Au lieu de Viets, je ne voyais que des légionnaires blessés ou d'autres terrés comme des lapins, dans la poussière des tranchés détruites et des blockhaus en ruines. C'était un paysage lunaire, désolant. Et cette chaleur moite et lourde ! J'essaie de reconnaître quelques visages connus mais en vain... Tous ces légionnaires faisaient partie du GM 9 du (Groupement Mobile) qui opérait au Tonkin depuis peu et moi, toutes mes campagnes, je les avais faites au Sud dans le Delta du Mékong. Malgré cela, je me permettrais de leur adresser quelques blagues et de m'intéresser à leurs activités qui se bornaient à des patrouilles de reconnaissance le jour, à la surveillance et à la protection des P.C. des Etats-Majors la nuit. Je me rappelle que la dernière patrouille qui avait essayé d'aller jusqu'au village était tombée dans une embuscade et s'était repliée sous les tirs des Viets vers nos lignes. Résultat : quelques blessés et quelques morts. C'était comme cela tous les jours. Mais il le fallait, histoire de montrer aux Viets qu'on était encore là et de les empêcher de s'approcher trop près.

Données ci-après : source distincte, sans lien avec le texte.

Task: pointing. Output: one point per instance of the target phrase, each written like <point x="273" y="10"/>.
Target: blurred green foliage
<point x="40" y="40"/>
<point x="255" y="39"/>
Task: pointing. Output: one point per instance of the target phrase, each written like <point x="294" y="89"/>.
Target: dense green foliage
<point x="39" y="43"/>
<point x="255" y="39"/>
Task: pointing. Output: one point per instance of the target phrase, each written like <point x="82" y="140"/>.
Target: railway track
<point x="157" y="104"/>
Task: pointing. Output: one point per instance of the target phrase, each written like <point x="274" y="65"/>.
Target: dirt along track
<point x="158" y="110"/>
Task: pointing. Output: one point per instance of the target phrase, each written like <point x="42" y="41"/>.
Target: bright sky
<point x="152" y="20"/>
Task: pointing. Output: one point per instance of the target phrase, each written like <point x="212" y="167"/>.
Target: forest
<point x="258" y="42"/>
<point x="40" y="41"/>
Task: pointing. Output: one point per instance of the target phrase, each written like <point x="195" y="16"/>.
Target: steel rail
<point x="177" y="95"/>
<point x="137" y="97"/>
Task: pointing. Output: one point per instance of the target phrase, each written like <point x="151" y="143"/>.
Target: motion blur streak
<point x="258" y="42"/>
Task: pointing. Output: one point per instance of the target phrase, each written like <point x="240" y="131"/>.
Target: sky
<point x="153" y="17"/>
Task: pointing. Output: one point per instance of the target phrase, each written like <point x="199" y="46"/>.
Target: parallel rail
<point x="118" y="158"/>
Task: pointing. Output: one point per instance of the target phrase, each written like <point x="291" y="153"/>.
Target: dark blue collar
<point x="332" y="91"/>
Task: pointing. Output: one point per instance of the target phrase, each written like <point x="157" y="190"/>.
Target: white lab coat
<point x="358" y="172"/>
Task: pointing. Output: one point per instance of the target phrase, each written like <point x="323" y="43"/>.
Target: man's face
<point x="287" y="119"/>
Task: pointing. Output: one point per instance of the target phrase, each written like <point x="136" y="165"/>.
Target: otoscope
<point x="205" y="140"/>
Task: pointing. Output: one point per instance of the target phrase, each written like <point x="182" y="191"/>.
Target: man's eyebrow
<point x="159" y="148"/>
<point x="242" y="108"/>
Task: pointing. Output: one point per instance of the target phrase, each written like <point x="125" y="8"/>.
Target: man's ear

Le lendemain le 18 Avril 1954, après m'être rendu compte que je me trouvais dans Eliane l'un des plus important point d'appui à l'Est de la Cuvette, près de Dominique et Béatrice au nord, avec à l'Ouest le terrain d'aviation rendu inutilisable, je rejoignais ma Compagnie.
Je fus affecté à la 3ème Compagnie du 3/13ème D.B.L.E. du capitaine Chevalier, et reçu le commandement d'une section. Ce jour là, nous fûmes convoqués le soir même au rapport par le Capitaine.
DIÊN-BIÊN-PHU le jour je n'ai pas eu le temps d'apprécier. Le ciel était bas et l'odeur de la poudre étouffait le printemps tonkinois. Les légionnaires se reposaient de la surveillance de nuit, terrés comme des taupes qui dans le blockhaus qui dans son trou individuel, d'ailleurs la hiérarchie se distinguais par l'importance du trou. Plus le trou ou le blockhaus était grand, plus le grade était élevé.
D'ailleurs, cela ne leur mettait pas à l'abri des tirs Viets-Minhs. C'est ainsi que le Lieutenant-Colonel Faucher s'est fait descendre dans son blockhaus devant sa carte d'Etat-Major par un obus explosif entré par le créneau sans demander la permission juste avant le 7 avril 1954 avant mon arrivée.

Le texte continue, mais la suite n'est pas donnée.